U.S. Secretary of State John Kerry gestures while

U.S. Secretary of State John Kerry gestures while speaking at a press conference at the end of the Iranian nuclear talks in Geneva on Nov. 10, 2013. Credit: AP

Secretary of State John Kerry made the following comment in Kiev, Ukraine: "It is not appropriate to invade a country, and at the end of a barrel of a gun dictate what you are trying to achieve" ["Putin takes a step back from brink," News, March 5].

That's the speech Kerry should have made 11 years ago before the Iraq War.

Hans van Ophemert, Kings Park
 

Why all the fuss about the Ukraine? Why doesn't President Barack Obama take Russian President Vladimir Putin golfing, sign him up for Obamacare and have the IRS investigate him?

Problem solved.

Richard Stallone, Franklin Square
 

The United States long ago forfeited the right to condemn any nation for violating the sovereignty of another nation. This country has a long, bloody history of committing that exact international crime so many times since 1945, with military interventions and coups, and huge losses of lives, to bring about "regime change" in favor of U.S.-friendly governments.

A few examples are Iran (1953), Guatemala (1954), Iraq (1963), Vietnam (1962-73), Congo (1960), Dominican Republic (1963), Indonesia (1965), Chile (1964-73), Greece (1967), Jamaica (1976-80), Afghanistan (1980s) and Haiti (2004).

There is evidence that the democratically elected, pro-Russian president of Ukraine was deposed by a coup partially funded and coordinated by the United States, as the infamous phone call of Assistant Secretary of State Victoria Nuland indicates.
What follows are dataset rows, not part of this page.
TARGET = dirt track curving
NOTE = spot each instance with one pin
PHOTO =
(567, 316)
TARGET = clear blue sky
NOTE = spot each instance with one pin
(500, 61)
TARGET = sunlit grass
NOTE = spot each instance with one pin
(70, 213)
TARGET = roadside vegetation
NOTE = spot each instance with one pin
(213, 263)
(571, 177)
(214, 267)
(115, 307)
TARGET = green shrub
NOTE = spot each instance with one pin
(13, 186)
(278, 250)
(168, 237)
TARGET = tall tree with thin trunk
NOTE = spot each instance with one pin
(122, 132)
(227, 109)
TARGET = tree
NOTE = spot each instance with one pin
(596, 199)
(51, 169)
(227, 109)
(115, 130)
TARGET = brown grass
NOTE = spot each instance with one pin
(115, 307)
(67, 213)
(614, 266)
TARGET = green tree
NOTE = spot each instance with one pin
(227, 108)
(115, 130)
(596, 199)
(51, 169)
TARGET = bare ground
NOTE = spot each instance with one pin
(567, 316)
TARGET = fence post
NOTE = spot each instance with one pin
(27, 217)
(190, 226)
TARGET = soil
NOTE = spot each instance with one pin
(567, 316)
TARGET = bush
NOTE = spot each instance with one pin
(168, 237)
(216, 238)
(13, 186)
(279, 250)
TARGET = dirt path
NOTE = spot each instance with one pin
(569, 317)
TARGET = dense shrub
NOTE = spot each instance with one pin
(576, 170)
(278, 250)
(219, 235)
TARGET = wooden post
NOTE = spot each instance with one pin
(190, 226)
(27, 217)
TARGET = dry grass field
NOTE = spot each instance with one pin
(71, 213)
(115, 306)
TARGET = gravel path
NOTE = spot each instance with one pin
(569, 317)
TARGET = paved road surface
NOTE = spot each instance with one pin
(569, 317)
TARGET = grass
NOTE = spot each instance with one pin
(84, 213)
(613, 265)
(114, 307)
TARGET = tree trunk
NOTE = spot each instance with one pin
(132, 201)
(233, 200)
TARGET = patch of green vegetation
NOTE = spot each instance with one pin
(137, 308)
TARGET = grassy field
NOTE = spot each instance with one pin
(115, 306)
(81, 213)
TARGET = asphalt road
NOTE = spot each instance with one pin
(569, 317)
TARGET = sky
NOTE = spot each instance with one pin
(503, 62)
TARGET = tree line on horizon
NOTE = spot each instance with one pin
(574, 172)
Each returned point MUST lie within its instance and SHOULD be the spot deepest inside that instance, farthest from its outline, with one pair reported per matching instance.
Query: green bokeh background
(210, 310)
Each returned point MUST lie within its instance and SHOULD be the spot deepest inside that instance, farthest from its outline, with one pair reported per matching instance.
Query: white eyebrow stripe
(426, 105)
President Vladimir Putin and others have merely learned the terrible lesson that, if the United States can violate international laws with impunity, they can, too.

Ed Ciaccio, Douglaston
 

What am I missing? We invade Iraq twice, Afghanistan once because of weapons of mass destruction -- never found -- or to protect American interests.

Russia invades Crimea, which was once a part of Russia, and it has a large legal military base there. More than half of the population proclaims loyalty to Russia and welcomes the Russian military presence.

The United States and most of the West is in an uproar. Why?

Martin G. Tall, New Hyde Park
 

Newsday's editorial states that "the United States has no vital national interest at stake" in the Ukraine ["West must unite against Russia," March 4].

This unfortunately overlooks the vital interests and powerful influence of the military industry. War makes billions. We've intervened time and again under the illusion of making the world safe for democracy, only to deepen the pockets of this industry. Not to mention the disastrous fiascos in Vietnam and Iraq.

Opposing and guarding against conservative war hawks deriding President Barack Obama's rational approach as weak, often under the banner of patriotism, is the most prudent course of action if we ever are to learn from history.